Konflik mulai terjadi saat Kelompok Kriminal Bersenjata (KKB) pimpinan Egianus Kogoya menyerang dan membantai balasan karyawan PT. Istaka Karya yang sementara mengerjakan jalan trans papua dari Mbua menuju Kenyam.

Pasca-kejadian penyerangan Kelompok Kriminal Bersajata tersebut, negara merespon dengan mengirim aparat TNI-Polri untuk melakukan penegakan hukum dengan melakukan operasi militer di beberapa distrik di Nduga yang diduga sebagai markas Kelompok Kriminal Bersenjata (KKB). 

Namun seiring berjalannya waktu, pasukan yang dikirim untuk melakukan penegakan hukum terhadap KKB, tak pernah membuahkan hasil, malahan akibat operasi militer tersebut ribuan warga yang tinggal di kampung-kampung di Nduga memilih mengungsi karena kontak senjata yang sering terjadi antara aparat keamanan dengan Kelompok Kriminal Bersenjata.

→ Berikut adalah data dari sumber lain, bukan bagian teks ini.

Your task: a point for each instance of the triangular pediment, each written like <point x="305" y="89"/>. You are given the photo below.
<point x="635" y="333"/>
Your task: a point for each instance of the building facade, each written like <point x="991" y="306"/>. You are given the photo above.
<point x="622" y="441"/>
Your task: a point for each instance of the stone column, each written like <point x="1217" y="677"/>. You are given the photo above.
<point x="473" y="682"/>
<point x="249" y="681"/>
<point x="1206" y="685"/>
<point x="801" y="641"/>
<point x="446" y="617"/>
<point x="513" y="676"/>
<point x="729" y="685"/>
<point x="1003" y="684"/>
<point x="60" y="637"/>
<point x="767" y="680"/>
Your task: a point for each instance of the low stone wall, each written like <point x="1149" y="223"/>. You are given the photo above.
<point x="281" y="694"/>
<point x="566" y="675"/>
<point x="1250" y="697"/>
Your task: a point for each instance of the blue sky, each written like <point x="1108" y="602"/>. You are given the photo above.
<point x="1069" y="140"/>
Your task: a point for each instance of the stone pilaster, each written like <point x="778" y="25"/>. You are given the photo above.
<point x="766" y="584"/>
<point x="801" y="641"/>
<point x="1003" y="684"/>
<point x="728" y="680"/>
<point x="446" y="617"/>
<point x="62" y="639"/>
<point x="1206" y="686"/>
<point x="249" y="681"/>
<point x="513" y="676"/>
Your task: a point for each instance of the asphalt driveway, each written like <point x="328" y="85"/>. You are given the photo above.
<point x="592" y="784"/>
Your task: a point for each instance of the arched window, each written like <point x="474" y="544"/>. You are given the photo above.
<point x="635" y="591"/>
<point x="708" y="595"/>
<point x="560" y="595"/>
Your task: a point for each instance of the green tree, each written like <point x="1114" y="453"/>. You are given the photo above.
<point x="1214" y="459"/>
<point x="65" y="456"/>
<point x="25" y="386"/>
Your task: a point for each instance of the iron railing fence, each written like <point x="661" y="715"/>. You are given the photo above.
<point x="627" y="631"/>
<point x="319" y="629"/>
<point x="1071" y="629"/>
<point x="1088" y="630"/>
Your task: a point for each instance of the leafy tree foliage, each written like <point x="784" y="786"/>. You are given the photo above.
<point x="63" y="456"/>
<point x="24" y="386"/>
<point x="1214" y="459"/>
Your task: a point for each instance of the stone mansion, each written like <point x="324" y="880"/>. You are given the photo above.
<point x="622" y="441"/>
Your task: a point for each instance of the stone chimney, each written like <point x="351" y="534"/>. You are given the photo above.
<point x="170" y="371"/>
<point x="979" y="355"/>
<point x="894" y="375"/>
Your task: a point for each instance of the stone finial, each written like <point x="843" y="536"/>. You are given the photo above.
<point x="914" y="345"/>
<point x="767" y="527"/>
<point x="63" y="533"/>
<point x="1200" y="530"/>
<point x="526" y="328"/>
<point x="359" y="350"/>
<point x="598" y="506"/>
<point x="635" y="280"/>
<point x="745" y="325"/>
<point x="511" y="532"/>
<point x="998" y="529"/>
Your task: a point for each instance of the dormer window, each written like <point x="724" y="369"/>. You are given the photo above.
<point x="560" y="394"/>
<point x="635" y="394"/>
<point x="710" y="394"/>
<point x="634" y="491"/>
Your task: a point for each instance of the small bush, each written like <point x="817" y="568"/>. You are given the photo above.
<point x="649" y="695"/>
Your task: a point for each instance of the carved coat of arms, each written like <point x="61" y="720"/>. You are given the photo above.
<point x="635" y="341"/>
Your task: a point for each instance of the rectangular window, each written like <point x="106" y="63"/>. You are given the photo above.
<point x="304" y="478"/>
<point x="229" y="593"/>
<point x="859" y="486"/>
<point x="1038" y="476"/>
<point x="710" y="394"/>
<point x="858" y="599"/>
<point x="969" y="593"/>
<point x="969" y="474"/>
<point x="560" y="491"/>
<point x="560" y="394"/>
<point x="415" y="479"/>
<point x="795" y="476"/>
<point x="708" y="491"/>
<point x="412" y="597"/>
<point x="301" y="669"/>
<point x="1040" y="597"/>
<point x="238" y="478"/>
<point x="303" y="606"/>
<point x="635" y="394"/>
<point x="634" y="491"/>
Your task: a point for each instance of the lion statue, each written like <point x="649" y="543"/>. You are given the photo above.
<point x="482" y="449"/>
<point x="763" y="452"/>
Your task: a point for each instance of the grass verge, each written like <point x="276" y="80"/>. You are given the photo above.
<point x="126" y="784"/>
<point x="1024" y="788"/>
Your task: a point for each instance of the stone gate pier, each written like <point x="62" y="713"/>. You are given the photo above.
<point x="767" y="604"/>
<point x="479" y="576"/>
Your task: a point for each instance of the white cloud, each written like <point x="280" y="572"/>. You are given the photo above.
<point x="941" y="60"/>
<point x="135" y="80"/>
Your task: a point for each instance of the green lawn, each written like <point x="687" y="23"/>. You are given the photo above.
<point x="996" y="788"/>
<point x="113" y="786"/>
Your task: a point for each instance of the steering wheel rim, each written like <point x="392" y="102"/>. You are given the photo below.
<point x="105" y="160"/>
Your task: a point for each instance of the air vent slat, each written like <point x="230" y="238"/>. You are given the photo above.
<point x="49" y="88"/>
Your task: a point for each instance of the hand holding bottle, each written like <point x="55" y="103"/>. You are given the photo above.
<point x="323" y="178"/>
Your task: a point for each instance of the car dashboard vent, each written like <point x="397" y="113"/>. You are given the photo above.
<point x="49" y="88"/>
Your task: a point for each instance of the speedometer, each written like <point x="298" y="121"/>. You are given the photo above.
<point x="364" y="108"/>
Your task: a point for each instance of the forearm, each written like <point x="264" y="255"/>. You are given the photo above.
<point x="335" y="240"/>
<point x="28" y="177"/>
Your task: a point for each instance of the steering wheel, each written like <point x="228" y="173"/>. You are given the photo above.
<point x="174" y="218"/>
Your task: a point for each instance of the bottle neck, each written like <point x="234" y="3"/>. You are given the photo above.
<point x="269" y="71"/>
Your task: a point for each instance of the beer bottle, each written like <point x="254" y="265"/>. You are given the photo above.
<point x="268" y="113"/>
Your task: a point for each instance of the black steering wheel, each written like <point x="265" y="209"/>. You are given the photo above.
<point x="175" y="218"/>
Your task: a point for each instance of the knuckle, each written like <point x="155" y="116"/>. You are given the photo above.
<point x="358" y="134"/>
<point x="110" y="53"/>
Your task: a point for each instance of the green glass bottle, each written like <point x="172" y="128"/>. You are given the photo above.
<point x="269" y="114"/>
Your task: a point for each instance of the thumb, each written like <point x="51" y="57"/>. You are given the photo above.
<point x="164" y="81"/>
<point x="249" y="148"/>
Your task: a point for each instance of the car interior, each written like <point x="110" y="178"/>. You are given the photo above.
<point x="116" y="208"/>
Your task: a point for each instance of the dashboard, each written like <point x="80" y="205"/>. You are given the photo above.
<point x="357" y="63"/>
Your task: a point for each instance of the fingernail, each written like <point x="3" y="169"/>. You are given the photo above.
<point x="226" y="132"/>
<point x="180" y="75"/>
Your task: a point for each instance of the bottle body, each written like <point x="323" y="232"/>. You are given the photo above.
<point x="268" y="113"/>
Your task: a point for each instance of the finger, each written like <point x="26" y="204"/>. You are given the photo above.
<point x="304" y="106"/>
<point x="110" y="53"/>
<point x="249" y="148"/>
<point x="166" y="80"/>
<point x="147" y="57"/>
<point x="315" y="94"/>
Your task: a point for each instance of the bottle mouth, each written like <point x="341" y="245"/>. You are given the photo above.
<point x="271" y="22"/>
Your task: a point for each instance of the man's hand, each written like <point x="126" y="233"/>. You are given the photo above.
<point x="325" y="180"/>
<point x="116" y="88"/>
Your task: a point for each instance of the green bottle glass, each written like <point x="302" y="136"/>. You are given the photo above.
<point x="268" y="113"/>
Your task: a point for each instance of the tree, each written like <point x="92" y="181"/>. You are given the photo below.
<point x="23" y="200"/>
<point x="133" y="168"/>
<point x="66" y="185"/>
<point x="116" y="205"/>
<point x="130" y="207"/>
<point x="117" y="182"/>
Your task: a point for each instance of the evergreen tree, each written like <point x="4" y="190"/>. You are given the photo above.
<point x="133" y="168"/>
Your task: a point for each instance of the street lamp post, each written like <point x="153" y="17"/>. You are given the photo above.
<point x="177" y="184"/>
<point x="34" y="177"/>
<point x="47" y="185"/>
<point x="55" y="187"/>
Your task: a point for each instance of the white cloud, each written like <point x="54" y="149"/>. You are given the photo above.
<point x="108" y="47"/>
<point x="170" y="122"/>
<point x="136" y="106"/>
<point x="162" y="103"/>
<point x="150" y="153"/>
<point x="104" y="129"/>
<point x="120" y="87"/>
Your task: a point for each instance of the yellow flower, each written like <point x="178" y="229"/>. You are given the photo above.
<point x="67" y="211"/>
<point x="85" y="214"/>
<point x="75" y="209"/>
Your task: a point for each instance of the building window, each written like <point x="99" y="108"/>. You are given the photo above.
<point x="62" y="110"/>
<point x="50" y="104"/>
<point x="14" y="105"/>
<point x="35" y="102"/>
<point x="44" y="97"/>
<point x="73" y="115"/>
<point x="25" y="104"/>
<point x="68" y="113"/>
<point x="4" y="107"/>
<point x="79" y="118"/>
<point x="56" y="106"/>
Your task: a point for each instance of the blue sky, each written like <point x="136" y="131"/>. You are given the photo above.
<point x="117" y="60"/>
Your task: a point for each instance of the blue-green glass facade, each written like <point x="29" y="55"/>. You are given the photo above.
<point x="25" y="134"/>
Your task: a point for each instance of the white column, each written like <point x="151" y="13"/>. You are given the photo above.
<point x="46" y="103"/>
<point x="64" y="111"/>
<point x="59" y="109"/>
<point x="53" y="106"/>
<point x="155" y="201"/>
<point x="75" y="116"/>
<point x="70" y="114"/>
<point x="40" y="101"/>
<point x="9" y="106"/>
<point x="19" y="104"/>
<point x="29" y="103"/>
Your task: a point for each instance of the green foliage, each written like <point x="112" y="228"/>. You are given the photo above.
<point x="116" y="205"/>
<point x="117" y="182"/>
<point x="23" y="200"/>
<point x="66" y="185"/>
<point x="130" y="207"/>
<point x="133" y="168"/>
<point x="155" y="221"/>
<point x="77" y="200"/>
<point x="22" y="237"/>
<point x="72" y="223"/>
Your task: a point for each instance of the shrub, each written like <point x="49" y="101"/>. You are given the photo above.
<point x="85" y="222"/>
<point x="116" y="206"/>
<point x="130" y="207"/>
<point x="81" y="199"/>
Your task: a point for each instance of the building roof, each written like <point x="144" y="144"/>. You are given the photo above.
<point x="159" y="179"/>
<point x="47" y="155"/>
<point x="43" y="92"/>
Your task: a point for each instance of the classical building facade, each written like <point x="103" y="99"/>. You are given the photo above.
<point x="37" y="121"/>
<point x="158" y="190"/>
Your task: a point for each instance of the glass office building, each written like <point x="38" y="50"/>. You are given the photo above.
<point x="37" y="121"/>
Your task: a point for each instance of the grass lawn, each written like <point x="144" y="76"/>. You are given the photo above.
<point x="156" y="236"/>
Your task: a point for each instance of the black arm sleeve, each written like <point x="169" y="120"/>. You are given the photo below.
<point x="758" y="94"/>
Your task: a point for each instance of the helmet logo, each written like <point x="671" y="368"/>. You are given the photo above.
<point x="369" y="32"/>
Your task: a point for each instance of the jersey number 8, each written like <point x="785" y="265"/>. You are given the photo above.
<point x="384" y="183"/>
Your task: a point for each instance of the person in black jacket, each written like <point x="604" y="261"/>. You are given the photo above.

Sekitar 30 ribu masyarakat Nduga memilih untuk mengungsi ke beberapa kabupaten terdekat karena tidak ingin menjadi korban konflik yang terjadi. Ribuan warga ini mengungsi ke Kabupaten Jayawijaya, Lanny Jaya, Timika dan sebagian menuju Ibukota Kenyam. Sementara sebagiannya hingga saat ini masih berada di hutan.

Selama konflik yang terjadi, jumlah korban dari korban sipil terus bertambah. Dati data yang diperoleh dari Yayasan Keadilan dan Keutuhan Manusia Papua menyembunyikan bajwa hingga Desember 2019 terdapat 241 orang yang meninggal selama konflik.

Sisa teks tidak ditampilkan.